There was a degree of confusion on my part surrounding when to use toFixed and toPrecision. I had previously attempted to convert my rounded up, down and off numbers into strings and then subsequently search through each of these to find the decimal point (".") and then work out the amount of trailing numbers, in order to then generate the correct toFixed point.
However, this was very hit and miss, given that my random number could be up to 12 digits, so what I've now done is to properly utilise toPrecision instead. For each 'SF button' (1-4) I have used the corresponding toPrecision point, e.g for SF1:
sfRoundedTextBlock.innerHTML = sfRoundedTextBlock.innerHTML + '<p><strong>Number: </strong></br>' + String(genNumber) +
'</br>' + '<strong>Rounded down to ' + i + ' SF:</br></strong>' + downArray[i].toPrecision(1) + '</br>' +
'<strong>Rounded up to ' + i + ' SF:</br></strong>' + upArray[i].toPrecision(1) + '</br><strong>Rounded off to ' + i + ' SF:</br></strong>'
+ roundedArray[i].toPrecision(1) + '</br>' + '(See the scale below for why we choose <strong>' + roundedArray[i].toPrecision(1) + '</strong> as the rounded off value.)</p>';
//Add The new scale data (Rounded Down)
downTextBlock = document.getElementById('down');
document.getElementById("down").innerHTML = String(downArray[i].toPrecision(1));
//Add The new scale data (Rounded Up)
upTextBlock = document.getElementById('up');
document.getElementById("up").innerHTML = String(upArray[i].toPrecision(1));
This was now giving me accurate results on every occasion, but there was still one hurdle left to jump. Occasionally I would reach a random scenario where scientific notation would have to be included in my outputted answer, e.g. 21819 rounded down to 1 SF, would read out at 2e+4 instead of 20000.
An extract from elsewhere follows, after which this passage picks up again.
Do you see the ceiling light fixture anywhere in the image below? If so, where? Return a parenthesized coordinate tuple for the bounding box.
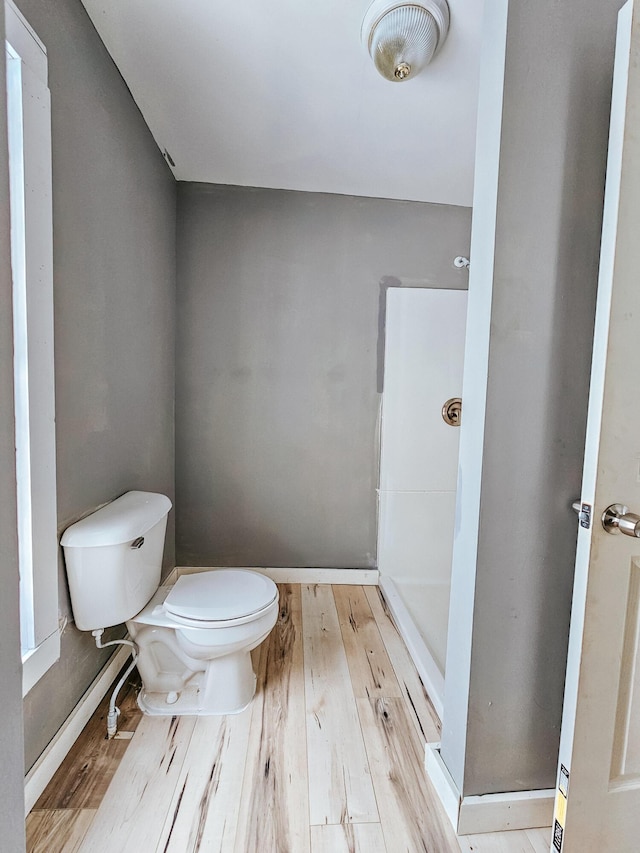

To combat this I setup my up, down and rounded figures into searchable strings, and then looked through these to find any illegal/scientific characters [a-z]. If I found any, I executed a slightly different version of my output which made use of parseFloat, which stripped out the scientific notation and displayed the correct figures:
//Convert Up, Down and Rounded into Strings based on their precision
var upString = String(upArray[i].toPrecision(1));
var downString = String(downArray[i].toPrecision(1));
var roundedString = String(roundedArray[i].toPrecision(1));
//Set up a regexp to search for characters [a-z], i.e. non-numeric
var regexp = /[a-z]/g;
//Search the up, down and rounded strings for non-numeric characters
var upResult = upString.match(regexp);
var downResult = downString.match(regexp);
var roundedResult = roundedString.match(regexp);
//If any of these strings contain a letter (non-numeric) we need to add in parseFloat to strip away the scientific notation included.
var containsChar = false;
if (upResult != null || downResult != null || roundedResult != null)
{
containsChar = true;
//alert("There is SN included here");
}
//Add The new data
sfRoundedTextBlock = document.getElementById('SFRounded');
if (containsChar == true)
{
sfRoundedTextBlock.innerHTML = sfRoundedTextBlock.innerHTML + '<p><strong>Number: </strong></br>' + String(genNumber) +
'</br>' + '<strong>Rounded down to ' + i + ' SF:</br></strong>' + parseFloat(downArray[i].toPrecision(1)) + '</br>' +
'<strong>Rounded up to ' + i + ' SF:</br></strong>' + parseFloat(upArray[i].toPrecision(1)) + '</br><strong>Rounded off to ' + i + ' SF:</br></strong>'
+ parseFloat(roundedArray[i].toPrecision(1)) + '</br>' + '(See the scale below for why we choose <strong>' + parseFloat(roundedArray[i].toPrecision(1)) + '</strong> as the rounded off value.)</p>';
//Add The new scale data (Rounded Down)
downTextBlock = document.getElementById('down');
document.getElementById("down").innerHTML = String(parseFloat(downArray[i].toPrecision(1)));
//Add The new scale data (Rounded Up)
upTextBlock = document.getElementById('up');
document.getElementById("up").innerHTML = String(parseFloat(upArray[i].toPrecision(1)));
}
Having tested this extensively it seems to be working as hoped.